How to Work Through a Problem

Life can be unpredictable, chaotic, stressful, out of balance and just straight up crazy. It is vital to our mental health to be able to manage the stress in our lives in a healthy manner. Unfortunately, we are not born with the knowledge of balancing mental health and the inevitable stressors that life throws our way. We surely did not learn this in home economics class either. We are thrown to the wolves and some of us figure it out, while others are hiding in their bathroom with chocolate and tears.

People naturally gravitate towards a way of relief from the lemonade raining in our lives. For some, that relief is alcohol, drugs, shopping, gym, sex, and so on. Addictions come in many forms and with many masks. You may not even realize that you have your own demons because it is packaged neatly in a decorative class that says “Mommy’s Sippy Cup.” Your addictions may be something with healthy attributes, like going to the gym. Only, you work out more than you do anything else and you have developed an obsession with your workout routine, schedule, nutrition and progress to an unhealthy level. Or, maybe you don’t self-medicate but you isolate yourself from your friends, you stop doing the things you enjoyed once, and maybe you started having anxiety attacks.

In a nutshell, stress makes us do weird things. It makes us sick, or sicker. It steals the joy out of life when it is not under control. It tears relationships apart. It throws hurdles in our way and derails our plans. It imprisons us in a haze of distractions while our problems pile up.

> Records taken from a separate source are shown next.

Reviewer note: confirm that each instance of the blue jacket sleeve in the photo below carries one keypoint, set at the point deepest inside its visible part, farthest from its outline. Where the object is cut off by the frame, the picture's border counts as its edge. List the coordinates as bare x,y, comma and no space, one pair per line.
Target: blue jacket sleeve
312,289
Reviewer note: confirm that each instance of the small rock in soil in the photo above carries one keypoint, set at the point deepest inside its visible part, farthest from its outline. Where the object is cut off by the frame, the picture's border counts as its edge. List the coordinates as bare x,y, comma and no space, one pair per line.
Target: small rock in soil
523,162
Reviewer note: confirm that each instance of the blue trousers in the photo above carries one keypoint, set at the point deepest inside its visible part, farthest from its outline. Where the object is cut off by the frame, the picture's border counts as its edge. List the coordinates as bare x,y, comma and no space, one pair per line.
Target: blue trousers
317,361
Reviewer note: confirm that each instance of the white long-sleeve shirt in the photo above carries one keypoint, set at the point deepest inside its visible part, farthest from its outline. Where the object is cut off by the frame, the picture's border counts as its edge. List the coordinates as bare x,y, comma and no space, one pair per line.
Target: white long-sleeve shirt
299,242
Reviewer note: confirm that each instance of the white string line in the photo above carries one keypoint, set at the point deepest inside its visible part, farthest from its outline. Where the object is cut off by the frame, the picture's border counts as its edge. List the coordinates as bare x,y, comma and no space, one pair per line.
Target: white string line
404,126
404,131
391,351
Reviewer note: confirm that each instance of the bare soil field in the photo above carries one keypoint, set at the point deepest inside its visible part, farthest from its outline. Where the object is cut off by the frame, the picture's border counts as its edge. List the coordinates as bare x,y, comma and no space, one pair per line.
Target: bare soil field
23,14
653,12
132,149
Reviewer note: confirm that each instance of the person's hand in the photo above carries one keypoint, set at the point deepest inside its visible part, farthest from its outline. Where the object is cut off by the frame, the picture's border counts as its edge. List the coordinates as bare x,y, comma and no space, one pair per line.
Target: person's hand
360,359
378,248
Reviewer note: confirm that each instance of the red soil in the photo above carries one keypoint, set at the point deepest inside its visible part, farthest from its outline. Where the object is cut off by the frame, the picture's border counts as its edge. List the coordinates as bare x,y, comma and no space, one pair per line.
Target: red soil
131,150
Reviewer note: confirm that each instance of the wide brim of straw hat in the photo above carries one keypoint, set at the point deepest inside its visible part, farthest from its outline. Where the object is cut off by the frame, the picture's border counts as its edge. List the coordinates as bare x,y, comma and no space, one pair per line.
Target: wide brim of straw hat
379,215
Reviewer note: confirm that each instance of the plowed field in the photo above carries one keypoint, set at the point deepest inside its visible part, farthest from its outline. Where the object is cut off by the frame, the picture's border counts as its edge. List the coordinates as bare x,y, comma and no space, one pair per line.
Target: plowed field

In my Introduction to Healthcare class, our first assignment involved the problem-solving process. I am sharing what I learned so that you can apply this five-step process to areas in your life that may benefit from finding a solution.

 

Problem:

 What is your problem? Maybe it is something huge and overwhelming or it could be something small and petty that could get swept under the rug. Regardless of the size, every issue should be dealt with because they add up and they grow. They fill up your cup and overflow. The next thing you know, you are drowning.

Tip: Keep a small notebook. Create lists of goals, tasks, issues, solutions, progress, failures, etc.

Fact: It is okay to fail. Think of it like you just took one for the team and learned something from it; now you can share your failure and knowledge with others so that they can grow from it like you did. Failure is awesome. It builds character and wisdom. It’s a challenge and it comes with lessons and stories. It is far from boring and it fuels fire and births bravery… if you allow it. Perspective is everything. Many successful people would not be where they are today without the failures that happened throughout their journey.

Step One – Identify the Problem

Observe the full picture. What is the root of the issue? What is the cause? Are there other factors involved? Look beyond the obvious.

 Example: I hate my job and it makes me miserable.

Step Two – Gather Information

Decisions influenced by opinions and emotions may result in poor outcomes. What are the possible solutions and outcomes? What are the facts? What do you feel? What do you want? What or who would be a reliable source of information in reviewing options? What could be the consequences or risks? Ask yourself some questions. Write it down if you need to.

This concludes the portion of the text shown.